As an exempted company, Greenview is not required to have nominee directors. It is not required to file details of its shareholders, not required to hold annual meeting of its shareholders and is entitled to a tax exemption undertaking that protects it from any future review of the tax law for up to an initial 20 years, which could be extended to 30 years on special application.
Its exempted status also allows Mr Dangote’s company to easily move his equity in the company from Cayman Islands to another jurisdiction that allows the transfer of company incorporated outside it.
Furthermore, Mr Dangote, who has been criticized for exploring loopholes in the pioneer status tax waiver granted his cement company to pay as little tax as possible in Nigeria, will not have to worry about the taxman breathing down his neck. Cayman Island has zero corporation tax. It does not require offshore companies to pay income tax, capital gain tax, inheritance tax, gift tax and wealth tax.
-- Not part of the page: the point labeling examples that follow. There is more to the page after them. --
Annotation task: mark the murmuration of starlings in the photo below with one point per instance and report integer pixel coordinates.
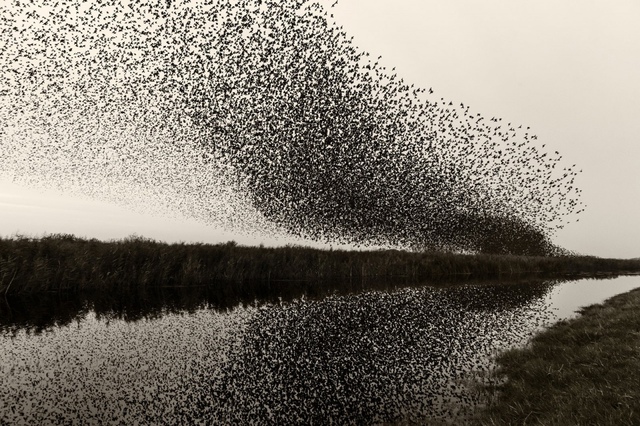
(263, 116)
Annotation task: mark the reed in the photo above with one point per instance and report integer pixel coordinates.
(57, 263)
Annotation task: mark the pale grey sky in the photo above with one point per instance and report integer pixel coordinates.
(568, 69)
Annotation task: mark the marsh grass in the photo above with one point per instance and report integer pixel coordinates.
(66, 263)
(584, 371)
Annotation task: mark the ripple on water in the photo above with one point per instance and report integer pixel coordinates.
(367, 358)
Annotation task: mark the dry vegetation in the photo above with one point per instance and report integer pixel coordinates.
(585, 371)
(66, 263)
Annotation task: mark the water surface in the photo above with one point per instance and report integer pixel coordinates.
(402, 354)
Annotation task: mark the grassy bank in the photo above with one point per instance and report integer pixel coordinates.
(585, 371)
(66, 263)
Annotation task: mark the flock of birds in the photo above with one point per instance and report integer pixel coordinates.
(263, 116)
(405, 356)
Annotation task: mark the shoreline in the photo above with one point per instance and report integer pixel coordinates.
(64, 263)
(584, 370)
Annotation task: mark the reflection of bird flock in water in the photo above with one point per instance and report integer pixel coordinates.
(261, 115)
(403, 357)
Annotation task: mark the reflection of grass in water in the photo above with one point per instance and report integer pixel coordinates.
(582, 371)
(65, 263)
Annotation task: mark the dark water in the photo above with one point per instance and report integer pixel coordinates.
(182, 357)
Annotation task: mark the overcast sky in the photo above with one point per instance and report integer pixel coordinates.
(568, 69)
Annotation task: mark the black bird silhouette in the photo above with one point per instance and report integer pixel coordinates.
(262, 116)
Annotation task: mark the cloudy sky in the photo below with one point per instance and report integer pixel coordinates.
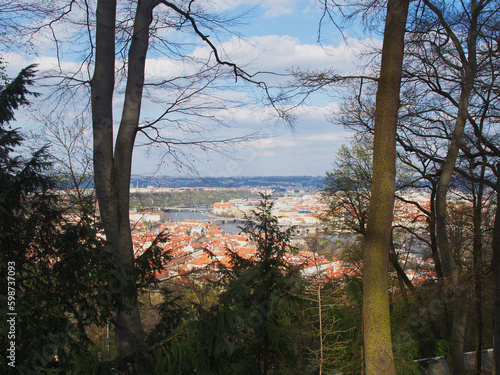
(275, 36)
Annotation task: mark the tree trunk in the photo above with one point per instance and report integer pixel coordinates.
(478, 267)
(496, 278)
(112, 170)
(376, 316)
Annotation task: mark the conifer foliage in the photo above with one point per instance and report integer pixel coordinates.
(250, 330)
(56, 267)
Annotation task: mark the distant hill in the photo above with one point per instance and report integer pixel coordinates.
(270, 182)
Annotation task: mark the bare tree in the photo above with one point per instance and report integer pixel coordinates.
(112, 41)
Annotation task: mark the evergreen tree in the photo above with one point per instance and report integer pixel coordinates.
(55, 269)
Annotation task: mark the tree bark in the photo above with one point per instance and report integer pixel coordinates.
(112, 168)
(495, 264)
(450, 268)
(379, 358)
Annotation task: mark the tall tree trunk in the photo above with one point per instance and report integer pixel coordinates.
(376, 316)
(449, 265)
(112, 170)
(450, 268)
(496, 279)
(478, 267)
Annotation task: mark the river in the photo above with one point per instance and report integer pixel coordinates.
(231, 228)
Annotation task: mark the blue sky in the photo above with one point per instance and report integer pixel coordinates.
(278, 35)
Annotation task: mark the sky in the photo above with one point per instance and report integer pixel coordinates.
(276, 36)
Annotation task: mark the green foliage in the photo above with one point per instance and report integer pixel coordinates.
(249, 330)
(57, 268)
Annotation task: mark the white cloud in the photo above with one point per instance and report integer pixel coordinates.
(272, 8)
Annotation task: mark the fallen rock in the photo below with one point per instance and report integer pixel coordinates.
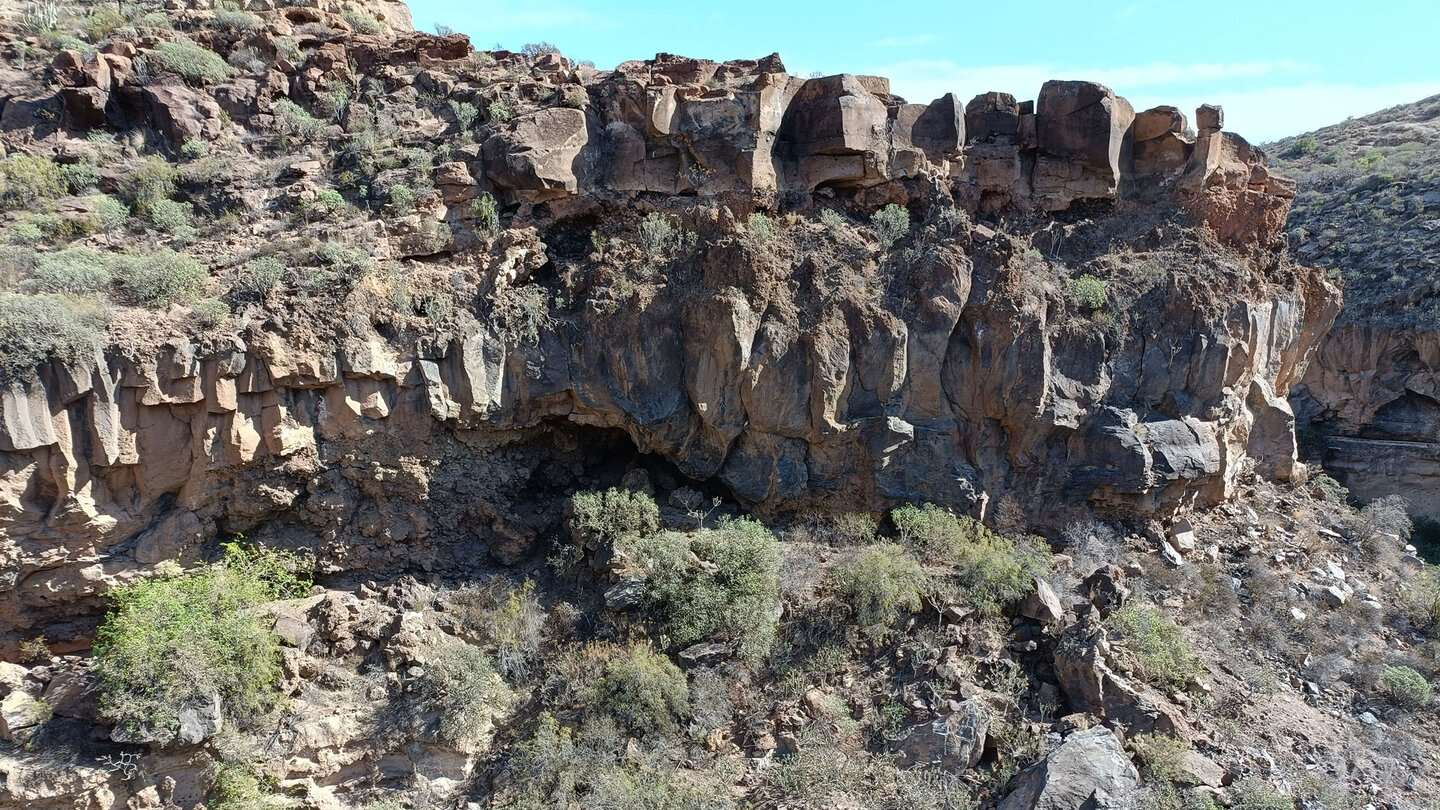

Documents obtained in the Appleby database showed that Mr Dangote also invested $50 million in a Mauritius-incorporated private equity fund, Carlyle Sub-Saharan Fund Limited through Dangote Industries Limited.
The fund, which holds a Mauritius Global Business Company 1 (GBC1) licence, in its confidential placement memorandum dated December 28, 2011 seeking $500 million investments, explained that the fund was needed for “expansion capital investments throughout Sub-Saharan Africa, with a particular focus on South Africa, Nigeria and Kenya.”
The promoters of the fund said the Class “A” ordinary shares it was offering was only available to “sophisticated investors”.
A Class A ordinary share is usually given to a company’s management team and is accompanied with voting powers than a Class B share. This type of share helps keep the control of the company in the hands of senior management executives.
“Founded in 2011 and headed by an experienced team of Africans, Carlyle’s Sub-Saharan Africa investment advisory team, based in Johannesburg, South Africa and Lagos, Nigeria, is one of the most experienced private equity teams on the African continent with over 50 years of combined private equity experience as well as extensive experience in M&A, project finance, consulting and operations, including 30 years in Sub-Saharan Africa,” the company says of itself.
The minimum investment commitment allowed in the five-year fund was $5 million with a promise of targeted gross return of 25 percent.
Some of the documents obtained showed that Mr. Dangote has the highest shares in the fund with 10,919,444 Class A ordinary shares. Some other investors in the fund are the African Development Banks with $50 million and with 5,789,877 Class A shares, Old Mutual Life Assurance (South Africa) with $27.5m, Africa Reinsurance Corporation (Cameroun) with $5m and Sugar Industry Pension Fund – $2m.
As a GBC1 business the fund is only required to pay just three percent in tax. But with the Double Taxation Treaties (DTT) that Mauritius signed with about 43 countries, investors in the fund even pay less taxes.
DTTs are signed between two governments to prevent income of businesses from getting taxed twice and to prevent double non-taxation, but offshore companies exploit loopholes in them to siphon significant portions of their profits to tax havens where they pay little or zero tax. Low-tax countries like Mauritius deliberately sign DTTs with several countries which allow multinationals to engage in treaty –shopping
Mauritius is on the European Union and Oxfam blacklists of world’s worst tax haven. However, in a response to questions from ICIJ, the government of Mauritius argued that the classification of the Indian ocean country as a tax haven was “unfair and based on incomplete information.”